A PHD-Polycomb Repressive Complex 2 triggers the epigenetic silencing of FLC during vernalization

Abstract
Vernalization, the acceleration of flowering by winter, involves cold-induced epigenetic silencing of Arabidopsis FLC. This process has been shown to require conserved Polycomb Repressive Complex 2 (PRC2) components including the Su(z)12 homologue, VRN2, and two plant homeodomain (PHD) finger proteins, VRN5 and VIN3. However, the sequence of events leading to FLC repression was unclear. Here we show that, contrary to expectations, VRN2 associates throughout the FLC locus independently of cold. The vernalization-induced silencing is triggered by the cold-dependent association of the PHD finger protein VRN5 to a specific domain in FLC intron 1, and this association is dependent on the cold-induced PHD protein VIN3. In plants returned to warm conditions, VRN5 distribution changes, and it associates more broadly over FLC, coincident with significant increases in H3K27me3. Biochemical purification of a VRN5 complex showed that during prolonged cold a PHD-PRC2 complex forms composed of core PRC2 components (VRN2, SWINGER [an E(Z) HMTase homologue], FIE [an ESC homologue], MSI1 [p55 homologue]), and three related PHD finger proteins, VRN5, VIN3, and VEL1. The PHD-PRC2 activity increases H3K27me3 throughout the locus to levels sufficient for stable silencing.
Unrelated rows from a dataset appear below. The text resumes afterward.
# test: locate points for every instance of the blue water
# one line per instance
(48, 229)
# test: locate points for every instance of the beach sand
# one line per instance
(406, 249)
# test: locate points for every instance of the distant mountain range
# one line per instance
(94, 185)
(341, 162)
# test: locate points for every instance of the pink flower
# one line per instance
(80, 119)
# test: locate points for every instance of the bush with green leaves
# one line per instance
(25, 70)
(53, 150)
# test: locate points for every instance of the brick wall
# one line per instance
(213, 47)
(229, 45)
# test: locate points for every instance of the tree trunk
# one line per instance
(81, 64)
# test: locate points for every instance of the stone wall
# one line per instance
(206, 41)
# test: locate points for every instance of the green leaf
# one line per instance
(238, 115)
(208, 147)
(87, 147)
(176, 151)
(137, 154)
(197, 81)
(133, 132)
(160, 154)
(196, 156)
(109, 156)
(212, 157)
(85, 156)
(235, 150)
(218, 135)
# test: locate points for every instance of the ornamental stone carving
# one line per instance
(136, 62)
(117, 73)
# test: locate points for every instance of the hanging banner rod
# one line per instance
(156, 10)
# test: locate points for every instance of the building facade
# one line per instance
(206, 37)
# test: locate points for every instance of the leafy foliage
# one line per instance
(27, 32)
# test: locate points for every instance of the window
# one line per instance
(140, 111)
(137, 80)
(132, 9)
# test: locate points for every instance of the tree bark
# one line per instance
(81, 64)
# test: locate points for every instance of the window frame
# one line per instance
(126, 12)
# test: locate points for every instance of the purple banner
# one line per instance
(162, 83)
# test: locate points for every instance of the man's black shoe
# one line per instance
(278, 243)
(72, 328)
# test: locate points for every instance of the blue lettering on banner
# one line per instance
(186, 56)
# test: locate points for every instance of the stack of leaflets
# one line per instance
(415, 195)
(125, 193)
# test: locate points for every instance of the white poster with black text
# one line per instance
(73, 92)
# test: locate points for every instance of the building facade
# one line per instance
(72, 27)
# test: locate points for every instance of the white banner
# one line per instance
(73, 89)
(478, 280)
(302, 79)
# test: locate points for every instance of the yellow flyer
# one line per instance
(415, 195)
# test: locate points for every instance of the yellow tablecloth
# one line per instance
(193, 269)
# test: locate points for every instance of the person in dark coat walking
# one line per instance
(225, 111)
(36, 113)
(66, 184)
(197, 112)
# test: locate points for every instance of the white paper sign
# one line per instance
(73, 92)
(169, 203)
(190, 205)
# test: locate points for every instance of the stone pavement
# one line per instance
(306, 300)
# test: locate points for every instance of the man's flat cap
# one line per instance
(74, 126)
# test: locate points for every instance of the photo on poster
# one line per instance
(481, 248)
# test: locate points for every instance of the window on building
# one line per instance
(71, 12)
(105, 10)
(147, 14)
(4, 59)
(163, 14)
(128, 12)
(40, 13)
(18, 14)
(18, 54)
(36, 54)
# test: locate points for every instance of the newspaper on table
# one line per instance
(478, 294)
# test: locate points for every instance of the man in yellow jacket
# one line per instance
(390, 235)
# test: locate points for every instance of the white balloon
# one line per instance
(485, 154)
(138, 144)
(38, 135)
Arabidopsis PHD-PRC2 thus seems to act similarly to Pcl-PRC2 of Drosophila and PHF1-PRC2 of mammals. These data show FLC silencing involves changed composition and dynamic redistribution of Polycomb complexes at different stages of the vernalization process, a mechanism with greater parallels to Polycomb silencing of certain mammalian loci than the classic Drosophila Polycomb targets.